Of course, I'm not sure when it happened, where or how...

When I got rough-shod pushed into the space between,

Abandoned like a monster, fairy, to be feared.

Surviving as a child of liminality,

No place to call my home: not Light, not Dark, I am

Of Twilight -- not belonging, longing for a tribe.


Between the rainbows, unicorns, or angels, bees;

Between the goddesses or cherubs, I reside.

To Be there in a space, I'm told, "Does not exist!"...

It's heavy with self-loathing, doubt, and mystery.

Some say it's much like being caught up 'tween Heav'n and Hell,

Or our small Earth and the enchanted Upside Down.

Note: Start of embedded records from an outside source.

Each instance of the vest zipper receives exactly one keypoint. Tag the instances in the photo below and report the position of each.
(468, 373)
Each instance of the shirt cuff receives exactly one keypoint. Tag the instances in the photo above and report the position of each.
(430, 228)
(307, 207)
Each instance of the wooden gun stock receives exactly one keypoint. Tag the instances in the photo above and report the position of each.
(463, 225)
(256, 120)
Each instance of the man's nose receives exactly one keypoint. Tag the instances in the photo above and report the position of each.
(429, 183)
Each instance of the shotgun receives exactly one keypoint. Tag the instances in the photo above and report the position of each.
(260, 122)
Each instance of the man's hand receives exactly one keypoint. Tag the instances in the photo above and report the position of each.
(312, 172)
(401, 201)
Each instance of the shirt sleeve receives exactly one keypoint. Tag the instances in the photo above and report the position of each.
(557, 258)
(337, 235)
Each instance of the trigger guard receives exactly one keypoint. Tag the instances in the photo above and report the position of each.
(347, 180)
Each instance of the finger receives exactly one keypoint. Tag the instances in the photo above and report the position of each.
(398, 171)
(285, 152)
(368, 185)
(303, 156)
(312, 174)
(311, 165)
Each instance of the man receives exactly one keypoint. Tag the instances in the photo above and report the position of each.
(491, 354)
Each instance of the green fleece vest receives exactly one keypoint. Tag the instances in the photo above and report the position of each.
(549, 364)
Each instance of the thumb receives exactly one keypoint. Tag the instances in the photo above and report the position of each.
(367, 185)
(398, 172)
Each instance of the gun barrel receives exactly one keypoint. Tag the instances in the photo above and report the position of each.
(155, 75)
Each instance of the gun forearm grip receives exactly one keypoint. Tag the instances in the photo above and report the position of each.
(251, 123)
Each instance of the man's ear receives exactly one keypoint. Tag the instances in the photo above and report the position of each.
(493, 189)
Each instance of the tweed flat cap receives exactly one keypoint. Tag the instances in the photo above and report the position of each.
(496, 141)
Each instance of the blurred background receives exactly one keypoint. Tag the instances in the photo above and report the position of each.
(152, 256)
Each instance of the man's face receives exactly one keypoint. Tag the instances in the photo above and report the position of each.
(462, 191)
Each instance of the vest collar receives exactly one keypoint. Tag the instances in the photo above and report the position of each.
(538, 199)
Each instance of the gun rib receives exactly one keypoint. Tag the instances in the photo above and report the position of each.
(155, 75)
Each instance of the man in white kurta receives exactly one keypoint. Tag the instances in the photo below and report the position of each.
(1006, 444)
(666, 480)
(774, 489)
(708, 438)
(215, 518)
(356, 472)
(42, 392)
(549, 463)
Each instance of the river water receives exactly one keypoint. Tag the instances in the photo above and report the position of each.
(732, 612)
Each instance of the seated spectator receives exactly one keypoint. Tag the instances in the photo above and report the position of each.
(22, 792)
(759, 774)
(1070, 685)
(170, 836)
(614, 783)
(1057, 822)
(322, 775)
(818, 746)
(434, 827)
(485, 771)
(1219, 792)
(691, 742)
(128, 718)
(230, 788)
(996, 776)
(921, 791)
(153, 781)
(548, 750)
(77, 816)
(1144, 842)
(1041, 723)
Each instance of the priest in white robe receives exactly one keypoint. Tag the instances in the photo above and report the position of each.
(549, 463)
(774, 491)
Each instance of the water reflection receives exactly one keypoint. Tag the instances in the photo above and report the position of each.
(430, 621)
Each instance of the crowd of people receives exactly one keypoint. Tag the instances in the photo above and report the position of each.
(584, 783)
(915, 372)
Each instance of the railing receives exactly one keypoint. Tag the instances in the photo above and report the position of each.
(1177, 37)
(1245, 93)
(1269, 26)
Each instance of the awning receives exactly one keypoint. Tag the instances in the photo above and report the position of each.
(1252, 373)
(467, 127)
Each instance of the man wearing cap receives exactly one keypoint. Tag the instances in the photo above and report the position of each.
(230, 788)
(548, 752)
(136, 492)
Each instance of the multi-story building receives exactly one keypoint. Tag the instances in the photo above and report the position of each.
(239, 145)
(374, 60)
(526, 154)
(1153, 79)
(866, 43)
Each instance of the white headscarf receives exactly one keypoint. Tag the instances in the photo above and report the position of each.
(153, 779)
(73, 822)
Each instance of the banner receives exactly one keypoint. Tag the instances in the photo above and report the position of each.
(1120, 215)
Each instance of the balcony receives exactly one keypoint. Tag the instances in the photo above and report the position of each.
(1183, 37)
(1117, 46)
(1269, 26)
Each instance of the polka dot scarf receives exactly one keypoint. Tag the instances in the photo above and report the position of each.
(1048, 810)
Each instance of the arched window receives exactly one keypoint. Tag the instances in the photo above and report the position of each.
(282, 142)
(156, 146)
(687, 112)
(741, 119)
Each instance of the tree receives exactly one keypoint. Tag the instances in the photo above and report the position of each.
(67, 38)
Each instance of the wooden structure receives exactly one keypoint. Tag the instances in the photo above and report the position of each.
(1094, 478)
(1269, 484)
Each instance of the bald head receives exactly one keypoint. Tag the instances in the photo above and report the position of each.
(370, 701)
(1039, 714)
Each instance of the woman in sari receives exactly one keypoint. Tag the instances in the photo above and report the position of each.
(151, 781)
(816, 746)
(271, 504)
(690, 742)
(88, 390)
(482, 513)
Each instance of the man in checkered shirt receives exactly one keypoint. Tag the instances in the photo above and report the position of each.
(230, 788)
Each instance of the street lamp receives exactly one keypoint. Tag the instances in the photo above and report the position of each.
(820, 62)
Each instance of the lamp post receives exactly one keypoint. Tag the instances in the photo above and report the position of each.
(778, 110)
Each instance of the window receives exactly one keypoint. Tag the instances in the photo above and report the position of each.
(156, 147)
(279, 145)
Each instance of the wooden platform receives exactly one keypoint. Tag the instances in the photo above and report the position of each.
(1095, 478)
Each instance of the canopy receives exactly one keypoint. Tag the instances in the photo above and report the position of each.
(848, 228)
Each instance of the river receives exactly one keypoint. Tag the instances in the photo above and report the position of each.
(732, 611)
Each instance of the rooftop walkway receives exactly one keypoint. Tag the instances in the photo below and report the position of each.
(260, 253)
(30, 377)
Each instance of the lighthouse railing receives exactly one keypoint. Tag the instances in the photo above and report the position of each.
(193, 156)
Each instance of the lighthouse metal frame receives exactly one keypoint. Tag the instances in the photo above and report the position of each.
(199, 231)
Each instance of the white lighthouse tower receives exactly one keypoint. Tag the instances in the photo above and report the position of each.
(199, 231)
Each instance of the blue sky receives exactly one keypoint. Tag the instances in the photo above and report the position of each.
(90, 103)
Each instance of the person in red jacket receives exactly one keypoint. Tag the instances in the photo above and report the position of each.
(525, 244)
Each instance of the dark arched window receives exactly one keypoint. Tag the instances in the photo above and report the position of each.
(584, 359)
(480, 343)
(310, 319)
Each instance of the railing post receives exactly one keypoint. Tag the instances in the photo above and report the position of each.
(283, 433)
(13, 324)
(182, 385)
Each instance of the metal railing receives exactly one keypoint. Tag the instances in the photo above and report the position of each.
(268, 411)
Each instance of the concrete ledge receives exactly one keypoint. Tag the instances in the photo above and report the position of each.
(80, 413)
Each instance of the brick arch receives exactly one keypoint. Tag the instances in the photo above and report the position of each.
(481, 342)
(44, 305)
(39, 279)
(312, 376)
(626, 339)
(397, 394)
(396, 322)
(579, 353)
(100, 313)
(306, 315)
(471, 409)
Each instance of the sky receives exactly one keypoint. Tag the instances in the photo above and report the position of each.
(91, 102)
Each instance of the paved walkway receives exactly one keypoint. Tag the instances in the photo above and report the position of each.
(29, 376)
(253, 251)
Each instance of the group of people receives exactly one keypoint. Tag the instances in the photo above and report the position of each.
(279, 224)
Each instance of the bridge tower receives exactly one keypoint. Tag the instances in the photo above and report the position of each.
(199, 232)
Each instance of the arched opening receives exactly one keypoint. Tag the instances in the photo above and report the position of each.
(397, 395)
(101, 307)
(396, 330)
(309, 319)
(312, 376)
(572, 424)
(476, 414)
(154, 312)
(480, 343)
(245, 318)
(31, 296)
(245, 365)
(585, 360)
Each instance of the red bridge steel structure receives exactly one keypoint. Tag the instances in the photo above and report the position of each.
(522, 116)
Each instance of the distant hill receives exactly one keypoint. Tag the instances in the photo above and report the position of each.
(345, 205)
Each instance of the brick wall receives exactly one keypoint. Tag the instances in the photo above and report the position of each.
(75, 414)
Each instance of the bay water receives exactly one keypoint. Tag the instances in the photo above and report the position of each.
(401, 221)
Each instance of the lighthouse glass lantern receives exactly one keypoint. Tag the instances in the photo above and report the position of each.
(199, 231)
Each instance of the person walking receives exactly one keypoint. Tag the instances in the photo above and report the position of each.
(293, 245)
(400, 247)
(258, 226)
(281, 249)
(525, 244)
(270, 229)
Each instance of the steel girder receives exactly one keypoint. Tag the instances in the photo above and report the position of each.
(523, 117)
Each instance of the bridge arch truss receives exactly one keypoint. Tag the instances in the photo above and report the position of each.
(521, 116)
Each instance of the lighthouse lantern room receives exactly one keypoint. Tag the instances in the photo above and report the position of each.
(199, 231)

But in a world 'twas made for Good, the culture sprang

a cruel calculus: for it declared we waifs

not welcome here, as if we could feel "home" where we

were otherworldly-ish. Creating space where there

was none became our specialty, our dreamland's, gilt

in wishes, hearts, desires to fit with one, at least!


But neither side will have us. Then, well -- Truth be told,

just maybe, liminality suits me, and I

may relish be-ing, living by my own self-rule;

wayfaring stranger I am, following the steps

anOther left before. An angel-child, not of

this world, was Liminal, the Bridge between the two.